To benefit from this optimization, we used the OpenGL command glDepthRange, which remaps the scene's Z values to the desired interval before comparison with the Z-buffer. It is not possible to simply display the main scene then the sky scene, because they are not modeled at comparable scales. The use of glDepthRange has the drawback of reducing the precision available in the Z-buffer. Since the sky contains many transparent objects (in the sense that they use alpha blending for rendering), Z-buffer precision has no real impact. We therefore chose an interval of [0, 0.99] for the main scene and [0.99, 1] for the sky. The gains obtained are significant, particularly in places where the sky is less visible (in towns). On a GeForce 4, the time needed for rendering goes from 3 ms to 1 ms in certain places thanks to this optimization.
This is done in two steps:
- The sun halo is integrated into the skydome rendering, and is therefore done simultaneously with the stars and the horizon-zenith gradient.
- To simulate the sun's brightness, an adapted technique is the use of HDR [2], but this method does not respect our constraints because it is too expensive in fill rate.

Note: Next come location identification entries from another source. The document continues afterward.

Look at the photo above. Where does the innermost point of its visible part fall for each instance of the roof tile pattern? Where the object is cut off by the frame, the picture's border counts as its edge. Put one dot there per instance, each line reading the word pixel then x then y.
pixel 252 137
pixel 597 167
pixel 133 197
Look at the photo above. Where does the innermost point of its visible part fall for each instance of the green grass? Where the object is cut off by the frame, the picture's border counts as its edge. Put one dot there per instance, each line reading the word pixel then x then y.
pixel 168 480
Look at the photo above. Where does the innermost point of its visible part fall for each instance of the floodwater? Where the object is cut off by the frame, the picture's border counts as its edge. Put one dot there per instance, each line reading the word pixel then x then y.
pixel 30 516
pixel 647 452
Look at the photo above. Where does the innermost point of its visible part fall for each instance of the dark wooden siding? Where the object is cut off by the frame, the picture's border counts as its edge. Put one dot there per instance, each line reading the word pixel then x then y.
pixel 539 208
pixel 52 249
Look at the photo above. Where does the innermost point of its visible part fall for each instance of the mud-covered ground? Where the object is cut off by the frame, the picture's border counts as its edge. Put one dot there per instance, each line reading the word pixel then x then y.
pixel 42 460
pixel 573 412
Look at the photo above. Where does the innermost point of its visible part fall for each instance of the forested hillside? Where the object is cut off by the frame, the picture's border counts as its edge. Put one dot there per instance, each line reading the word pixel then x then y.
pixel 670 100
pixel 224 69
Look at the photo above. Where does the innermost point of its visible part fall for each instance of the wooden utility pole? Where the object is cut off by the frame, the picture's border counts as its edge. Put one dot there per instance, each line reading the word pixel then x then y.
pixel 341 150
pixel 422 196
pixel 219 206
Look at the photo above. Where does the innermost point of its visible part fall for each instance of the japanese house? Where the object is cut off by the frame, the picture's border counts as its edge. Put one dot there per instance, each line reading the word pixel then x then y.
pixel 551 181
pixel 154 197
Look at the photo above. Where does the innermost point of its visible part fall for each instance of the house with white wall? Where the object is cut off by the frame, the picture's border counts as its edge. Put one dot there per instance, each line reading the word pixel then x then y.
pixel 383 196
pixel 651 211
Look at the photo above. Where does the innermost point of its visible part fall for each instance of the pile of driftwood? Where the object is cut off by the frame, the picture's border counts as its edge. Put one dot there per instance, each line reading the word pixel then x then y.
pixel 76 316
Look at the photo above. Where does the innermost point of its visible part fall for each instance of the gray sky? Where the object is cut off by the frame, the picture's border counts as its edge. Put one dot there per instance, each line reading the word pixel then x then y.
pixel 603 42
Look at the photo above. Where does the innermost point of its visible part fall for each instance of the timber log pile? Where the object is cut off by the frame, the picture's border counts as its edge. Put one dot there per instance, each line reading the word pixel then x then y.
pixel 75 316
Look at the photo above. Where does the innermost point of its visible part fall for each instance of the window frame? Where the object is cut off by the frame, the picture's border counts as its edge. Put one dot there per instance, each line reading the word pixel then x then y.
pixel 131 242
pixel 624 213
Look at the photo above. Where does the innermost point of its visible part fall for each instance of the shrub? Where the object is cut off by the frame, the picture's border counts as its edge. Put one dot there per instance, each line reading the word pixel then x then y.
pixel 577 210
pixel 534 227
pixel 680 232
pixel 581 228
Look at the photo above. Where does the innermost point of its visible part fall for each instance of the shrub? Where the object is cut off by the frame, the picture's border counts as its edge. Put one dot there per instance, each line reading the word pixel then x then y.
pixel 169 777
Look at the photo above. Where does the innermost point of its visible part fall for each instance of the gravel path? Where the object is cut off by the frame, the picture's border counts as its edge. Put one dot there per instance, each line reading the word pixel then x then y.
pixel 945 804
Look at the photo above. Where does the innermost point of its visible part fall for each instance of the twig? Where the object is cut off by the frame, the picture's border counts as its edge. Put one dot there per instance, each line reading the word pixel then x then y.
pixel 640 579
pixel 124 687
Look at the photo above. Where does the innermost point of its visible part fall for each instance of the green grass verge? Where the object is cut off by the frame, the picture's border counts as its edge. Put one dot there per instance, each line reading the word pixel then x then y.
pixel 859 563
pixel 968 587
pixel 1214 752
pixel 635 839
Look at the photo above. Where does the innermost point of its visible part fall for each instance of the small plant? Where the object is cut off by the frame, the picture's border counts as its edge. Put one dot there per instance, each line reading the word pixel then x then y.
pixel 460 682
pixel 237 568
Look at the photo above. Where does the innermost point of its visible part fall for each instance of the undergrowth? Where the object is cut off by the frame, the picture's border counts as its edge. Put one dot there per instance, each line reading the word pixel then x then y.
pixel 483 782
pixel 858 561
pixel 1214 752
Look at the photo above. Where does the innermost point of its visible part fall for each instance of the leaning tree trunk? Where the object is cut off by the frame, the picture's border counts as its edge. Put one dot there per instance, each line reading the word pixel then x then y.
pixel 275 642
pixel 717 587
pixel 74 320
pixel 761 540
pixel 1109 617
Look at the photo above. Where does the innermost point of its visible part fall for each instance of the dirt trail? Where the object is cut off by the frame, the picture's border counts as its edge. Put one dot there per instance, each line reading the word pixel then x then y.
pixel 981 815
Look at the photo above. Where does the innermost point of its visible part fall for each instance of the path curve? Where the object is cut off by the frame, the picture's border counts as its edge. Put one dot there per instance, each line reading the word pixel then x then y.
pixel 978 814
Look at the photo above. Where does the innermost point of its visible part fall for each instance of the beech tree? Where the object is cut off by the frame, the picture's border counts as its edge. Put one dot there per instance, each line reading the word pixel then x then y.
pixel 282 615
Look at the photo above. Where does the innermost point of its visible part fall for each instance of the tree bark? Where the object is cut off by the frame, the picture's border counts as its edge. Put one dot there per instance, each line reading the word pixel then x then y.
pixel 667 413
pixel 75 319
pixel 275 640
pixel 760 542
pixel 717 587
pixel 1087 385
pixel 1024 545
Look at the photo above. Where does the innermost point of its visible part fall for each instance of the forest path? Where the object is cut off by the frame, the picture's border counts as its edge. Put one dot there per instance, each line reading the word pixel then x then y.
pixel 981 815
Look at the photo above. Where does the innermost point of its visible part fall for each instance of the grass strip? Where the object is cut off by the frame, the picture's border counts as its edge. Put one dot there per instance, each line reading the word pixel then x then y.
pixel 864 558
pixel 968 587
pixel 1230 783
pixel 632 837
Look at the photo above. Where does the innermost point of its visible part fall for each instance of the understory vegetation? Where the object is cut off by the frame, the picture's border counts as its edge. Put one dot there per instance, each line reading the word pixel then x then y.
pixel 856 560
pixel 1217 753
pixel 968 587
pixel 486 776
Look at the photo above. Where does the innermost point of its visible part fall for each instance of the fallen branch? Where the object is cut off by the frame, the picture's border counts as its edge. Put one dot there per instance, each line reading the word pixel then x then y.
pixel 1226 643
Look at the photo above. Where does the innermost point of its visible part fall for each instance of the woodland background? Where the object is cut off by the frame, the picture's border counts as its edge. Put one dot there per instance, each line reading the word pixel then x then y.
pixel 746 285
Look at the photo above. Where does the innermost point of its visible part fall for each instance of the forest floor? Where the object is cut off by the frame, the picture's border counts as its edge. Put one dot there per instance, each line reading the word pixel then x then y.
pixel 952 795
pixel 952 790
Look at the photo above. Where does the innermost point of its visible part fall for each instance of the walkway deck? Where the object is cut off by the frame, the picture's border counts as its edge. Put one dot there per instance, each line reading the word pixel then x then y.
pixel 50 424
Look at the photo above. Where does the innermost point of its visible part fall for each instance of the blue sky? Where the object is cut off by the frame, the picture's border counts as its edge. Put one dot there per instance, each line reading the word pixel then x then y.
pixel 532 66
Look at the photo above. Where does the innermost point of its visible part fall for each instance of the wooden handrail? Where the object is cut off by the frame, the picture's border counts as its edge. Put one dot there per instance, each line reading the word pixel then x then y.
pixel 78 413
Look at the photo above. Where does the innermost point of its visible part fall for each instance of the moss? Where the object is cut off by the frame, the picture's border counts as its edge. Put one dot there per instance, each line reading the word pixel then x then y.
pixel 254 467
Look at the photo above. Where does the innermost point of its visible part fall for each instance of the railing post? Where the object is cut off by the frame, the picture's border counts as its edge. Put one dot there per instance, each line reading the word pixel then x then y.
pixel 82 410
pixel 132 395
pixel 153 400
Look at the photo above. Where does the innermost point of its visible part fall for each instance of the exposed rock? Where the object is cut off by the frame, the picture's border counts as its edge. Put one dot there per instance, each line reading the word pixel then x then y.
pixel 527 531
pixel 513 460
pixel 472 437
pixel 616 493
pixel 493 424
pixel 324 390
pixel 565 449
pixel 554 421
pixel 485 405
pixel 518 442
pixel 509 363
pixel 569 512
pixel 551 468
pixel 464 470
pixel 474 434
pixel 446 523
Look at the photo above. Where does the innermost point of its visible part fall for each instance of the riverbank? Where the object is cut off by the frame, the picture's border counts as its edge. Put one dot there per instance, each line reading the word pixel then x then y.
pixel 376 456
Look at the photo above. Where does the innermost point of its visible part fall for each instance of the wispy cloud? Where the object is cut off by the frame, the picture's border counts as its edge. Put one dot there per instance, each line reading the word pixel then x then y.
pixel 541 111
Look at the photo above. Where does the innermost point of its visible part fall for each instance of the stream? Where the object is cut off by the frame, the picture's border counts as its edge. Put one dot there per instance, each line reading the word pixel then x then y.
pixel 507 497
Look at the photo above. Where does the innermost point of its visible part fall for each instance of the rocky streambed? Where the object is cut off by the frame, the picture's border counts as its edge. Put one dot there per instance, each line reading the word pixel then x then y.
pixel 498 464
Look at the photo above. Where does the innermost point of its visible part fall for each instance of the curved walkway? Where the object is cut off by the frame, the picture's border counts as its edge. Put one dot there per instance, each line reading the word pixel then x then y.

We limited the glare effect to the sun. For this, the sun is drawn after the scene rendering using additive blending. An attenuation factor is used to simulate retinal persistence (temporal interpolation) and partial visibility. Visibility is the ratio between the number of visible pixels and the total number of pixels needed to draw the solar sphere.
One technique for determining this is to read the Z-buffer of the scene after rendering, which was our first approach. However, this technique breaks the parallelism between the CPU and GPU because the end of rendering must be reached to obtain a coherent Z-buffer.
To solve this problem, we used the GL_NV_occlusion_query extension, which determines the number of fragments that pass the Z-test asynchronously.
The algorithm is as follows:
- Create an occlusion query object V; for this object:
- Enable Z-test, disable writing to the framebuffer and Z-buffer
- Draw a mesh overlapping the solar sphere
- Create an occlusion query object T; for this object:
- Disable Z-test
- Redraw the previous mesh
- Re-enable writing to the framebuffer, Z-buffer, and Z-test
- Query the previously created object pairs to see if they have returned a result
- If so, compute the ratio between the number of valid pixels from V and T
- Update the lens flare / sun opacity
We obtained a performant result that can nevertheless run on older GPUs. The resulting system is flexible and reusable (it has indeed been reused across the different continents of Ryzom). It allows managing seasons and weather conditions through the use of bitmaps as 2D functions to modify the scene's appearance. We also set up a prototype that allows rapid feedback when modifying the scene description file.
Our approach, although simple, is pragmatic in that it allowed us to illustrate a completely dynamic sky, which remains rare in competing products. Furthermore, the use of particle systems for rendering certain celestial bodies allows for dynamic rendering (such as solar eruptions).

Sky rendering debug tool: daytime sky with sun, cloud layers, and weather/time controls.

Weather progression series from the debug tool: dawn (Weather=0.03), dusk (Weather=0.43), and overcast (Weather=0.64).

Sun rendering with additive lens flare and occlusion-query-based visibility.

Night sky with the moons of Atys, and rain weather conditions.